Il n’est d’ailleurs pas indifférent que ce soit l’Europe qui subisse ainsi les assauts répétés de l’inculpabilité américaniste. Il y a un lien historique entre cette inculpabilité, qui s’est forgée aux complexes initiaux des premiers immigrants anglo-saxons et américanistes, bourrés des terreurs et des angoisses des religions radicalement réformées, et la culpabilité évidente pour cette psychologie américaniste de l’Europe, cette matrice originelle tombée dans le stupre de l’immoralité.
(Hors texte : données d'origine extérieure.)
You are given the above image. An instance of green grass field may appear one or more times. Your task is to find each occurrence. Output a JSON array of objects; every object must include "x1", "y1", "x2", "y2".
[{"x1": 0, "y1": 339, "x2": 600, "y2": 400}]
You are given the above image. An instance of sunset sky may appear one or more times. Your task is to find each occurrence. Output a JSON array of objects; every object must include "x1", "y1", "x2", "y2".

De cette façon, on peut admettre que les USA, qui nous sauvent à intervalles réguliers et bienvenus depuis 1917-1941, nous sauvent chaque fois “une fois de plus”, en venant nous imposer une influence et une domination que nous subissons déjà sans coup férir, depuis 1945 (et avant pour certaines matières). Nul n’a dit que l’inculpabilité de la psychologie américaniste n’était pas la clef de la paranoïa schizophrénique qui semble la caractéristique principale de la politique américaniste lorsqu’elle est observée dans ses fondements.